Our bodies behave according to cyclical rhythms, and it’s common to experience an afternoon slump. Many of us go straight to the coffee pot when that happens, depending on our old friend Joe to help us power through the remainder of the day. When we find that that works, it’s easy to assume that a second or third cup will be even better, and we’re tempted to extend our coffee-drinking on into the evening. But the effects of a cup of coffee can be felt several hours later, which means that your brain is still in a state of stimulation when you’d rather be asleep. Put in a restless night, wake up groggy in the morning, gulp down lots of coffee to get through your day, sleep poorly again, and now you’ve entered a negative cycle in which coffee has ceased to be a net positive for your cognition.

In the same study referenced above in which people took more steps when they drank coffee, they also slept an average of 36 fewer minutes per night on the days when they drank coffee. Given the importance of sleep not just for mental alertness but for overall health, the exercise benefit may be cancelled out by the sleep deficiency.

Idiosyncratic effects

Despite tendencies toward common patterns, there’s a lot of individual variation when it comes to caffeine and sleep. You’ve probably known people who feel jittery all day after a single cup of mild coffee in the morning and others who can gulp down a mug at 8:00 p.m. and still sleep just fine. Such anecdotal observations are borne out by research that finds caffeine tolerance to be a highly idiosyncratic thing.

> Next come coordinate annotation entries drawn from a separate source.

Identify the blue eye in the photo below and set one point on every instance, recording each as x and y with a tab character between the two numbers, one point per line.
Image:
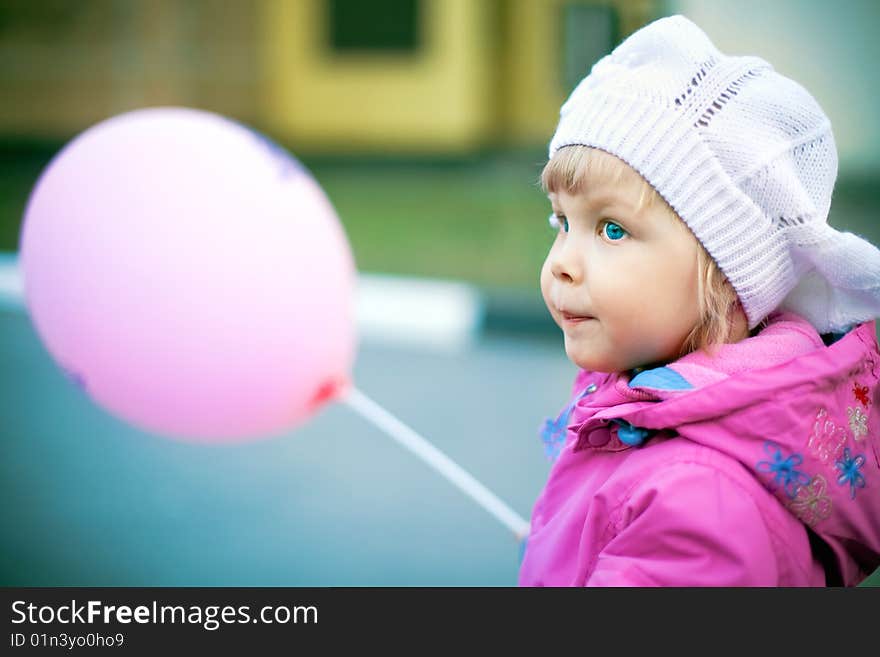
558	221
612	231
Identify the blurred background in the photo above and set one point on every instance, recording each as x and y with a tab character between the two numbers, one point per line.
426	122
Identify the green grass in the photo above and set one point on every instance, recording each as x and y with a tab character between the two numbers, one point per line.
482	221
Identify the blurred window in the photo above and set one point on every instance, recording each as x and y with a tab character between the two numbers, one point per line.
589	32
374	26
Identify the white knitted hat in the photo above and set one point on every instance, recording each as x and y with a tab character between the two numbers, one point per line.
746	158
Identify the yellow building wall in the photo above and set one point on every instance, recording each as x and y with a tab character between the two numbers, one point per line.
439	98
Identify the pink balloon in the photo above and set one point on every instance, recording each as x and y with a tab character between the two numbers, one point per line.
190	275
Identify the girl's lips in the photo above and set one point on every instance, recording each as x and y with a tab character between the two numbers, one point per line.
568	317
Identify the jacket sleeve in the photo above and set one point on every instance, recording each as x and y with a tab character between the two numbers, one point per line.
687	525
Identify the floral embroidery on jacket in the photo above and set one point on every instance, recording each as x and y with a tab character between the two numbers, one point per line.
858	422
861	394
850	471
812	503
827	440
784	469
554	432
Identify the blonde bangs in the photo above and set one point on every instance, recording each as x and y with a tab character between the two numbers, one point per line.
572	169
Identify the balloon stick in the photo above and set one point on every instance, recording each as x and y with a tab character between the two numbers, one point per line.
419	446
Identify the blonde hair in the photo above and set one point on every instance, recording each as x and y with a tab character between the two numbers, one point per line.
569	170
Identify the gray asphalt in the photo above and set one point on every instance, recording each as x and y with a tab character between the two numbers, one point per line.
90	501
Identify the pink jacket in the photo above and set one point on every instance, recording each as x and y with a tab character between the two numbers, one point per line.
759	466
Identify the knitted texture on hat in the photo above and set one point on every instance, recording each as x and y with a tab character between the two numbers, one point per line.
744	155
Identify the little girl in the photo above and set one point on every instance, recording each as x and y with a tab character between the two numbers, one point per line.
724	427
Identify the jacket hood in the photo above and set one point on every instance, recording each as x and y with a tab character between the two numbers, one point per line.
802	415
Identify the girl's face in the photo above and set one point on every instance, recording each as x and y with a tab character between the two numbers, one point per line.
620	282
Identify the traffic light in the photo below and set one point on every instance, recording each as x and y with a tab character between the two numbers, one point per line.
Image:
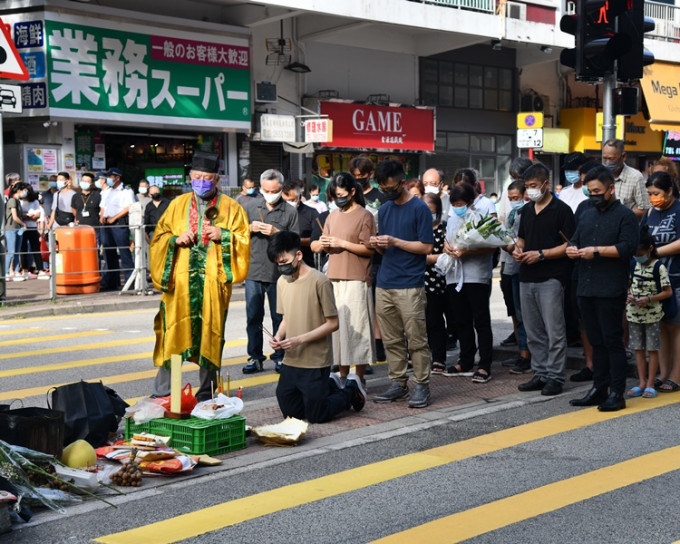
634	24
597	43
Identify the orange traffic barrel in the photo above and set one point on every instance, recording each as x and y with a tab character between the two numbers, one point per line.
77	260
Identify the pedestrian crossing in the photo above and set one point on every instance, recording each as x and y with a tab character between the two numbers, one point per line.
456	527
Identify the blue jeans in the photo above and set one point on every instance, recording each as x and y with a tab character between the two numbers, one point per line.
13	241
255	293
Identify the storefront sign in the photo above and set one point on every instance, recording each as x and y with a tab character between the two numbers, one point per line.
277	128
134	73
380	127
318	130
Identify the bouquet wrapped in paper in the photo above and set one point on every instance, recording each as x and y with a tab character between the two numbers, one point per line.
481	232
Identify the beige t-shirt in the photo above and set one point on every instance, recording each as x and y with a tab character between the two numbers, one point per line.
305	304
355	226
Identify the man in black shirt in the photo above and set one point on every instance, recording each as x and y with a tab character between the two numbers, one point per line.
306	218
85	204
540	250
154	210
605	241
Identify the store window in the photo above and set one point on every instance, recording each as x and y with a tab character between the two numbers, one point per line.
460	85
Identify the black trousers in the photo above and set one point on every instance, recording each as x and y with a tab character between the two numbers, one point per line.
304	393
436	328
603	321
471	312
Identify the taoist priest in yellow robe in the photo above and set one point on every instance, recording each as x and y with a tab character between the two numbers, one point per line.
200	247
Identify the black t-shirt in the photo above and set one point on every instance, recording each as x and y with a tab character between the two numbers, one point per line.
87	208
542	231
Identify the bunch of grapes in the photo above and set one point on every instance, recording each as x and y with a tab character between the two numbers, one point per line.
130	476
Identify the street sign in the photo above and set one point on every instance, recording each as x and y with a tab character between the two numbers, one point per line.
10	99
11	65
530	119
529	138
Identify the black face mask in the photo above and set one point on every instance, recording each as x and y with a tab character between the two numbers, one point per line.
599	201
288	269
342	201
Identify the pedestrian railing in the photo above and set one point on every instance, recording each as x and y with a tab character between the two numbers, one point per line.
77	270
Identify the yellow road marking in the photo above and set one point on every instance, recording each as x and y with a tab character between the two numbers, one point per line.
247	508
64	336
548	498
94	314
74	316
21	331
78	347
93	362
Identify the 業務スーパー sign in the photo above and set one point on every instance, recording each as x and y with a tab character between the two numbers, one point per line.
380	127
127	72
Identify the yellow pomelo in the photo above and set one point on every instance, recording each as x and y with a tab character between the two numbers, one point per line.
79	454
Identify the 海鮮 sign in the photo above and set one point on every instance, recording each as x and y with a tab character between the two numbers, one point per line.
134	73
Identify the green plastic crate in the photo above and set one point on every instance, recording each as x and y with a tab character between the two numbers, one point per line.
200	436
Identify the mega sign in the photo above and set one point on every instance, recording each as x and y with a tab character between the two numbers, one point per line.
380	127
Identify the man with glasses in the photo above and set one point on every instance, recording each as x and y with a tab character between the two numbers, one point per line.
195	259
405	239
267	216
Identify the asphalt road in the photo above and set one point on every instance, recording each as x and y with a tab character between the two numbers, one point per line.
521	469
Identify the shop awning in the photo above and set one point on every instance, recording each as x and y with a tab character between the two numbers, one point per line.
661	85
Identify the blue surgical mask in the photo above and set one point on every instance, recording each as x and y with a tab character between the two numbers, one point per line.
572	176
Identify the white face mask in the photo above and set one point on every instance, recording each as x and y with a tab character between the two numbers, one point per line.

That’s why it’s difficult to frame recommendations in terms of, “No coffee X amount of hours before bedtime.” But certainly if you’re having trouble sleeping, reducing your caffeine consumption, especially in the afternoon and evening, is a smart place to start.

Note, too, that although caffeine before bedtime might not keep your brain awake, it stimulates both the bowel and bladder. So you might have to reawaken during the night to use the bathroom, which of course disrupts the restful slumber you need to keep your brain quick and healthy.

Best practices

All told, coffee should be viewed as a net neutral when it comes to cognitive functioning and health. If you enjoy it, there’s no reason to stop, as long as you’re mindful of its effects on your sleep cycles. Just keep these things in mind:

  • Cut the sugar. Learn to enjoy coffee without adding sweeteners, which undo many of coffee’s health benefits.
  • Don’t overdo it. Most research linking coffee consumption to health and cognitive benefits finds one to three daily cups to be the sweet spot.
  • Try other solutions to the afternoon doldrums. To avoid falling into a cycle of coffee dependence, try rehydrating with water, taking a quick walk or doing some deep breathing exercises. Just a few minutes can help you conquer the slump without resorting to caffeine.
  • Learn your limits. Most people can figure out just fine where their afternoon cutoff is for consuming caffeine. Once you’ve established that you won’t be able to sleep if you have coffee after 2:00 p.m., for example, create a hard rule for yourself and stick to it.
  • Make room for decaf. Coffee can be a wonderfully social drink. If you’re invited out for coffee but have already had your daily allotment of caffeine, order a decaffeinated cup. Cutting your coffee with decaf is also a great way to begin to reduce your dependence on caffeine. Just be aware that even decaffeinated coffee contains some caffeine (about 3% the amount contained in regular coffee), so if you’re particularly sensitive to caffeine, you still might disrupt your sleep by consuming it too late in the day.